La commémoration de la journée mondiale du livre et du droit d’auteur, prévue ce vendredi 23, a été marquée cette année par la publication dans les librairies du livre « Présumé coupable : ma part de vérité » du Général Yamoussa Camara. L’ouvrage qui ravit la vedette aux parutions habituelles au Mali passe à l’analyse des sociologues maliens, dont Dr Moussa Coulibaly.
« Présumé coupable : ma part de vérité ». Il en a fallu moins de 10 jours pour que le livre au titre déjà évocateur suscite la lecture au Mali.
Les Maliens, jusque-là qualifiés d’un peuple qui ne lit pas, ont épuisé les premiers exemplaires tirés en quelques jours. Pourtant avant le livre de l’ancien ministre de la Défense de la transition et l’ex-chef d’Etat-major particulier d’IBK, Général Yamoussa Camara, beaucoup de militaires surtout victimes du régime autocratique de Moussa Traoré avaient écrit pour dire « leur part de vérité » sur les évènements tragiques et douloureux qui ont marqué leur vie de soldat. Selon Dr. Moussa Coulibaly, sociologue, « en général, ces livres parlent aux générations futures, les uns dans un élan de besoin de vérité et de justice, les autres pour appeler au pardon et à la réconciliation à l’image de ceux écrits par capitaine Sounkalo Samaké, ou Samba Sangaré. Quand ces soldats cités écrivaient, leurs geôliers n’étaient plus au pouvoir », rappelle le sociologue.

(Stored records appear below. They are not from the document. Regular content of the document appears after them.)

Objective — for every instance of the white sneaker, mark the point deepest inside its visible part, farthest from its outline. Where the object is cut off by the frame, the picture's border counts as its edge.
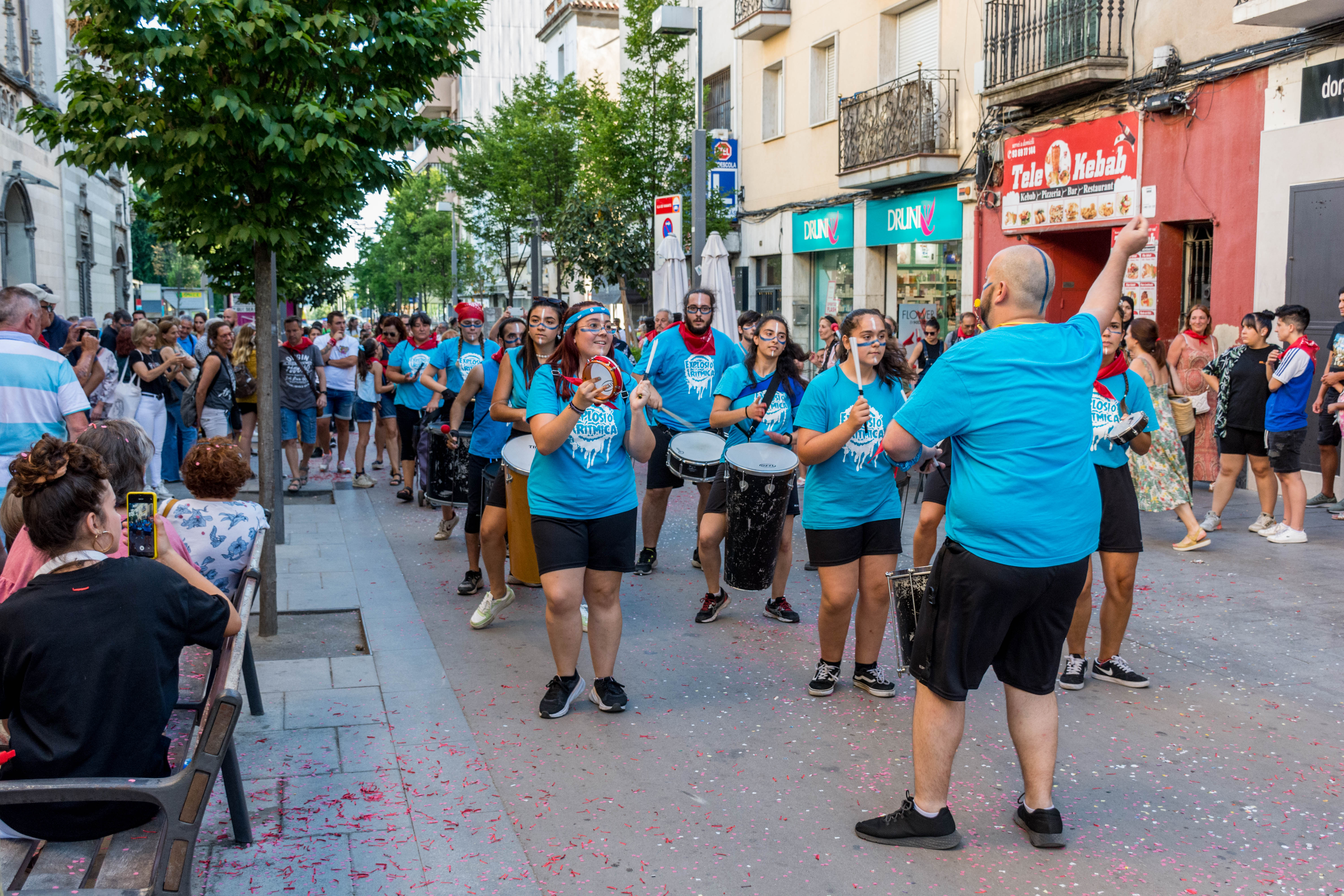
(491, 608)
(1263, 522)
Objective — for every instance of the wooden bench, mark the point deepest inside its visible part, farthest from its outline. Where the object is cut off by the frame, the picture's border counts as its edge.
(158, 858)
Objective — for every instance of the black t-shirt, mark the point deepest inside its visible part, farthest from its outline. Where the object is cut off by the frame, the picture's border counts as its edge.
(89, 679)
(1249, 390)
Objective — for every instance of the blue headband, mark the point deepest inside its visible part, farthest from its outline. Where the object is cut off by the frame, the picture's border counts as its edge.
(587, 312)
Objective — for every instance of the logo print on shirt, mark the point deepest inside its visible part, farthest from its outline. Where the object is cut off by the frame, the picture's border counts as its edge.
(700, 374)
(864, 445)
(593, 436)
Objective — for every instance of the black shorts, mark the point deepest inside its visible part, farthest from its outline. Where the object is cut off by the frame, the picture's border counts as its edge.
(1330, 425)
(661, 477)
(978, 614)
(1120, 530)
(1286, 450)
(1240, 441)
(603, 545)
(718, 500)
(838, 547)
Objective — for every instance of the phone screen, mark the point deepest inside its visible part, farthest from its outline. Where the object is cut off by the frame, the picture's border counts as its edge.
(140, 524)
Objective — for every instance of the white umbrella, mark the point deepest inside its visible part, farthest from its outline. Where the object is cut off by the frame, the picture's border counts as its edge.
(716, 275)
(669, 276)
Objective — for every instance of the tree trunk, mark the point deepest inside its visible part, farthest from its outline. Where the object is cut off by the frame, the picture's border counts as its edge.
(268, 428)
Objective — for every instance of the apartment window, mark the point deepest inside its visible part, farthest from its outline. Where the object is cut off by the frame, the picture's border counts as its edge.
(718, 101)
(772, 101)
(823, 107)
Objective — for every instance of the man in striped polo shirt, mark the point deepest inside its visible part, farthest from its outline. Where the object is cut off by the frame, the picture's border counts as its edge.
(38, 388)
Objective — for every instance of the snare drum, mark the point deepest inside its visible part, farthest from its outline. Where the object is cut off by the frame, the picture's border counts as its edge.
(522, 551)
(696, 456)
(760, 480)
(907, 589)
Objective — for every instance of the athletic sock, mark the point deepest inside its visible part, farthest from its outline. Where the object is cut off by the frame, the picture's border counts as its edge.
(927, 815)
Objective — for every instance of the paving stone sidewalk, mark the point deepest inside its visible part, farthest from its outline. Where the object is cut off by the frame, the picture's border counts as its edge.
(362, 776)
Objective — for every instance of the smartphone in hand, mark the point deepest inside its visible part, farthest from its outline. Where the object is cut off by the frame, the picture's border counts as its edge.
(140, 524)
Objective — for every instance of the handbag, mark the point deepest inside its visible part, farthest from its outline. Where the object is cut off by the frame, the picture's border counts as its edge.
(126, 398)
(1185, 414)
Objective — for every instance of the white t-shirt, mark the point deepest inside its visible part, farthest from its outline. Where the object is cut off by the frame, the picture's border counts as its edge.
(339, 378)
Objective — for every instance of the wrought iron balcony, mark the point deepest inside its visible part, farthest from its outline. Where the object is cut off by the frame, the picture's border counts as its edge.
(1038, 50)
(901, 131)
(760, 19)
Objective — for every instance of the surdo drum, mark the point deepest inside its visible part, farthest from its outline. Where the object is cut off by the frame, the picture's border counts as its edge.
(760, 479)
(696, 456)
(522, 551)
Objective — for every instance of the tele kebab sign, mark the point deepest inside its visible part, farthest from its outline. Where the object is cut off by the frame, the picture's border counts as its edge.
(1070, 177)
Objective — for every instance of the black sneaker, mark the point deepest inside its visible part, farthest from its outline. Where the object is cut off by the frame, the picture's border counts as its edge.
(873, 682)
(1045, 827)
(608, 695)
(1116, 670)
(908, 828)
(648, 562)
(1076, 670)
(780, 609)
(560, 696)
(713, 606)
(825, 682)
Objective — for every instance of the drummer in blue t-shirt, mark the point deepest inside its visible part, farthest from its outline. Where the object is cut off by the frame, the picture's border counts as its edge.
(740, 408)
(687, 362)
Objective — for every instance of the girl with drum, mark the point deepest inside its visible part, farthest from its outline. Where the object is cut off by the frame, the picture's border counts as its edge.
(853, 514)
(757, 398)
(581, 491)
(489, 437)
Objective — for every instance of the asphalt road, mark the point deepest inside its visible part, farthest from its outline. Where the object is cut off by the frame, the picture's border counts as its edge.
(725, 777)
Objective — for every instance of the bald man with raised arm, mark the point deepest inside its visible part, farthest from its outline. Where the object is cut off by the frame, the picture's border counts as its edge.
(1023, 518)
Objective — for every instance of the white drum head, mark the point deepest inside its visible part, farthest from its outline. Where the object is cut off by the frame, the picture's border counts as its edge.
(698, 448)
(518, 454)
(767, 460)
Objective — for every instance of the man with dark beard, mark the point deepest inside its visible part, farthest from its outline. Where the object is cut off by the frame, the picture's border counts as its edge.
(687, 362)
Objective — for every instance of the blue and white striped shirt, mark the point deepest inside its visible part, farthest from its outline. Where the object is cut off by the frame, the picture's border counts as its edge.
(38, 389)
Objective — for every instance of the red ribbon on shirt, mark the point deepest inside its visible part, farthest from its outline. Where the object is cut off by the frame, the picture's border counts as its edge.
(1116, 369)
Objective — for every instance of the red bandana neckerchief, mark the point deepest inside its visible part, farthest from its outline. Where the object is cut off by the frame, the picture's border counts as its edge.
(1118, 367)
(698, 345)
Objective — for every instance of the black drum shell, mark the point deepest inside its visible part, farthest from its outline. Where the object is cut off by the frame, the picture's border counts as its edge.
(755, 524)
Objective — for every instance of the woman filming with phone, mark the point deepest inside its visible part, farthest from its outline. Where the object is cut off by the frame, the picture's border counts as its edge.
(87, 641)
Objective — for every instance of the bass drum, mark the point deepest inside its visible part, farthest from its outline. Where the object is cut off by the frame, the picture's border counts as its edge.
(696, 456)
(517, 460)
(760, 480)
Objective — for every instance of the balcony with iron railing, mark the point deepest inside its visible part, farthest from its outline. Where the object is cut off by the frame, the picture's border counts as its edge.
(1287, 14)
(760, 19)
(1046, 50)
(900, 132)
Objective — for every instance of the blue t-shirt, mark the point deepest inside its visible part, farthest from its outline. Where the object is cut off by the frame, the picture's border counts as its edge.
(858, 483)
(1017, 402)
(459, 358)
(737, 385)
(591, 476)
(411, 361)
(489, 435)
(1107, 412)
(686, 381)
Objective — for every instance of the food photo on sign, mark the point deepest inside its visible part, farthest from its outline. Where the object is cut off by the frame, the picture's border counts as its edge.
(1069, 177)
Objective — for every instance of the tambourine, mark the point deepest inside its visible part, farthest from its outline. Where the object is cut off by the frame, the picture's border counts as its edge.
(604, 371)
(1128, 428)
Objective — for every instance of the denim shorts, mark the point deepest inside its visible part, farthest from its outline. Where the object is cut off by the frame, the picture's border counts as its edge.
(292, 421)
(339, 405)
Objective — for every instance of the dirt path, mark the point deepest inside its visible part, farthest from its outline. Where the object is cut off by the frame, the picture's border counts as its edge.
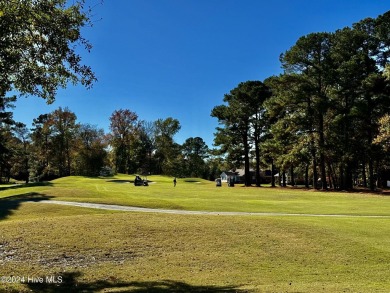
(184, 212)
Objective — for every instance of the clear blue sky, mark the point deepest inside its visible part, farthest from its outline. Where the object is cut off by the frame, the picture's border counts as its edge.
(177, 58)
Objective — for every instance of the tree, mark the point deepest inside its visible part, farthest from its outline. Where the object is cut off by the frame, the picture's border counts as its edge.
(195, 151)
(124, 130)
(167, 151)
(242, 122)
(91, 150)
(41, 148)
(38, 53)
(311, 59)
(64, 129)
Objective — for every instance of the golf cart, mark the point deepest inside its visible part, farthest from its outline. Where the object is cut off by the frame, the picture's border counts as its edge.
(138, 181)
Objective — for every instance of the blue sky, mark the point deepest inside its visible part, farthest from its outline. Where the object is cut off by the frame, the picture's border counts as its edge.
(177, 58)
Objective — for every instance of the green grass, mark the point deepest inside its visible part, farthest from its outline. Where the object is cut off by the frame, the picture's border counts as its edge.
(197, 194)
(104, 251)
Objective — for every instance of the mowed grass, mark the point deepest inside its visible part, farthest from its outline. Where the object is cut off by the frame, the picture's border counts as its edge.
(103, 251)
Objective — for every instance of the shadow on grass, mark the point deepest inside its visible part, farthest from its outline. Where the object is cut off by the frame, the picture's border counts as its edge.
(124, 181)
(9, 204)
(18, 186)
(68, 283)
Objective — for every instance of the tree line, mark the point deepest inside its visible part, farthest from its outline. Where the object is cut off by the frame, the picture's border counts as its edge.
(57, 145)
(324, 121)
(325, 118)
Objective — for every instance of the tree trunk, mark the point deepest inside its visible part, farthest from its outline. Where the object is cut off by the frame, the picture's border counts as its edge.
(307, 176)
(247, 176)
(292, 175)
(324, 185)
(257, 153)
(272, 173)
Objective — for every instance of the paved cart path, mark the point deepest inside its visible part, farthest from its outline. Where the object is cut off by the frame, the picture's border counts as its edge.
(185, 212)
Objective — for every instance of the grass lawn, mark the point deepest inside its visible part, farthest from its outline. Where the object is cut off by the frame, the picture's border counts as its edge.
(87, 250)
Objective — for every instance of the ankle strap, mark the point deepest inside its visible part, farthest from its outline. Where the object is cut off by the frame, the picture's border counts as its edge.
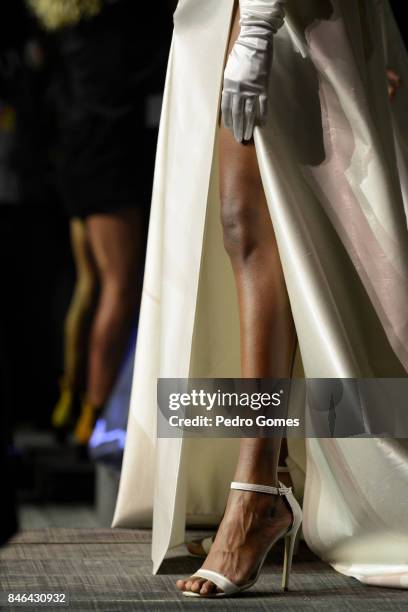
(245, 486)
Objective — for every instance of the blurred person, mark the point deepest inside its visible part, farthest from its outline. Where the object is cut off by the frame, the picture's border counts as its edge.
(105, 79)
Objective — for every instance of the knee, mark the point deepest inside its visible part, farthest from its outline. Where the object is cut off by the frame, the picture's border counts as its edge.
(120, 290)
(238, 218)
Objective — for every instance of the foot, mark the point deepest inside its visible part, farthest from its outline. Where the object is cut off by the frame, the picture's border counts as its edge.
(196, 547)
(86, 423)
(251, 521)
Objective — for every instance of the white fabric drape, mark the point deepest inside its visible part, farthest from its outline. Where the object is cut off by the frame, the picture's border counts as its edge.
(328, 158)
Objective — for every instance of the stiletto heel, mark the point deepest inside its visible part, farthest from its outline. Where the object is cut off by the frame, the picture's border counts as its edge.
(287, 561)
(227, 587)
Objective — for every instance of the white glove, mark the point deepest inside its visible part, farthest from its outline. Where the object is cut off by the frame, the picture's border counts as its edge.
(244, 96)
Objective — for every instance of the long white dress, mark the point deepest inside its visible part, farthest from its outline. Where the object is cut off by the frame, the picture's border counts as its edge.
(333, 159)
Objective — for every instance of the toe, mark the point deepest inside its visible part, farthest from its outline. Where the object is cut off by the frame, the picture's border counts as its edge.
(196, 585)
(207, 588)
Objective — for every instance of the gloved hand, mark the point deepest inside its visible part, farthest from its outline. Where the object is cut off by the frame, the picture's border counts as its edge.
(244, 96)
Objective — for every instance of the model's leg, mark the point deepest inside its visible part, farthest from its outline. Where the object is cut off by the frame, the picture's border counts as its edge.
(77, 323)
(268, 340)
(117, 243)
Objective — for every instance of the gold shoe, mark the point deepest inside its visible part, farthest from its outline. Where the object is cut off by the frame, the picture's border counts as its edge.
(86, 423)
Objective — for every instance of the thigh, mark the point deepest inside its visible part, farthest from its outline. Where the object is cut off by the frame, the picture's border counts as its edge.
(81, 248)
(117, 243)
(241, 188)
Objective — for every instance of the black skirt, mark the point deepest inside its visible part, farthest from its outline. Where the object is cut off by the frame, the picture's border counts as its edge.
(107, 69)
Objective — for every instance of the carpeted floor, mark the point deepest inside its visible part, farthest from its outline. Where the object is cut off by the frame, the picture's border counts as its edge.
(102, 569)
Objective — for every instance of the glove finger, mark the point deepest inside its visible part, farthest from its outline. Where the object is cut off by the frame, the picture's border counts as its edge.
(250, 115)
(238, 103)
(226, 109)
(263, 110)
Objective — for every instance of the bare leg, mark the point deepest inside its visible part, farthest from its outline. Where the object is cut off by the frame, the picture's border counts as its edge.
(268, 340)
(77, 325)
(81, 310)
(117, 242)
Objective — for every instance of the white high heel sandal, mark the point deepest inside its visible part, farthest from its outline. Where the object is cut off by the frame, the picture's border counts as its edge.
(227, 587)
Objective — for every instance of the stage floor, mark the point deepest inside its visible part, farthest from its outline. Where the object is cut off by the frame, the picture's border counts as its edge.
(104, 569)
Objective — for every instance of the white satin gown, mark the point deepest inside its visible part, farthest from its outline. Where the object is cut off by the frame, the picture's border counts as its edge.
(333, 159)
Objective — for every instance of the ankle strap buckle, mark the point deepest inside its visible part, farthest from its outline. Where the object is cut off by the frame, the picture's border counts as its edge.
(243, 486)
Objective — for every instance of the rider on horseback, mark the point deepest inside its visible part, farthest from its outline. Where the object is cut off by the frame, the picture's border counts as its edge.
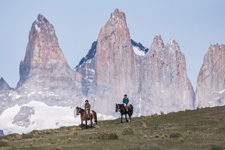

Est-ce qui explique donc l’intérêt des Maliens pour ce livre « Présumé coupable, ma part de vérité » ? Est-ce que cela dû au parcours de l’auteur ou à la situation actuelle du pays ?
Pour Dr. Moussa Coulibaly, le livre a été écrit pratiquement dans le feu de l’action, au moment où les acteurs de son arrestation et les témoins vivent et son encore acteurs de la sphère politique, judiciaire et militaire. « Pour cette raison, en dehors de cette soif de justice pour l’auteur, on est en droit de penser que c’est une interpellation déguisée qui s’adresse à un certain nombre d’acteurs qui ont déjà commencé à agir (l’ex-ministre de la Justice au moment des faits) », explique-t-il.
Du point de vue de Dr. Coulibaly, ce livre semble avoir des attributs prémonitoires « car le général semble montrer les failles d’un appareil judiciaire en perte de repères (l’affaire est du coup d’État finalement tranché semble avoir le même goût). A ses dires, la popularité de l’ouvrage tient encore plus au fait que celui qui est pointé du doigt par le général, Boubeye, qui est un homme qui est entouré d’un certain mystère ». Pour lui, « les lecteurs attendent ses réactions qui sont déterminantes pour leur permettre de faire leur propre analyse de la situation ».
L’ex-chef d’Etat-major particulier d’IBK, pour sa part, lors de son passage sur le plateau sur la chaîne Africable Télévision, le 18 avril dernier, avait précisé « qu’il voudrait donner, à travers ce livre, seulement l’information qu’il n’a pas eu la chance de donner devant le tribunal, voir sa part de vérité dans l’affaire dite béret rouge ». Une affaire dans laquelle il a était inculpé « pour complicité d’enlèvement, séquestration et assassinats de 21 bérets rouges ».
Dr. Moussa Coulibaly estime que « la parution du livre à quelques mois des élections, au moment où il y a une recomposition du paysage politique après la mort de Soumaïla Cissé n’est pas anodine ; le livre du général libère la parole sur des sujets sensibles et peut contribuer à peser négativement sur ceux qu’ils accusent s’ils restent dans le silence », pense le sociologue.
A l’en croire, « le livre met davantage l’accent sur les dysfonctionnements des procédures particulièrement sur le rôle de la Haute Cour de Justice qui devait s’occuper du cas Yamoussa selon les techniciens du droit », conclut-il.